Para o Tribunal de Justiça do Estado do Paraná, nada impede que a propriedade das áreas confrontantes às rodovias estaduais seja adquirida pelo exercício duradouro da posse, na medida em que essas zonas não se tratam de bens públicos. Entretanto, nestes casos, o direito à propriedade encontra limitação administrativa, sendo vedada a edificação em até 15 (quinze) metros da faixa de domínio, nos termos da Lei Federal n. 6.766/79.

Comentário

Nos últimos anos, a jurisprudência do Tribunal de Justiça do Estado do Paraná passou a reconhecer a possibilidade de aquisição das áreas confrontantes às rodovias estaduais, por meio de ação de usucapião, através da comprovação do exercício regular e duradouro da posse pelo particular.

Tomando como exemplo, mencionamos o recurso de apelação n. 0002814-72.2008.8.16.0037, de relatoria do Desembargador Marcelo Gobbo Dalla Dea, integrante da 18ª Câmara Cível, cujo acórdão transitou em julgado ao final do ano de 2021, reconhecendo no plano concreto a usucapião de área lindeira à BR 116 (Rodovia Régis Bittencourt).

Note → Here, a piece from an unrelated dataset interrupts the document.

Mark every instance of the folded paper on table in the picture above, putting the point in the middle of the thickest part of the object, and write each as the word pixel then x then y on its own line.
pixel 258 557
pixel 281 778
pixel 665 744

Inicialmente, é importante esclarecer que as faixas de domínio das rodovias estaduais pertencem ao Estado. Por esse motivo, são consideradas bens públicos de uso comum do povo, nos termos do artigo 99, do Código Civil em vigor.

Por faixa de domínio da rodovia, compreendem-se todas as áreas onde estão instaladas as pistas de rolamento propriamente ditas, canteiros, obras-de-arte, acostamentos, sinalização e faixa lateral de segurança, até o alinhamento das cercas que separam a estrada dos imóveis marginais ou da faixa do recuo, bem como seus espaços laterais, destinados à instalação de postos de serviços. Estes espaços físicos são administrados exclusivamente pelo Departamento de Estradas de Rodagem (DER).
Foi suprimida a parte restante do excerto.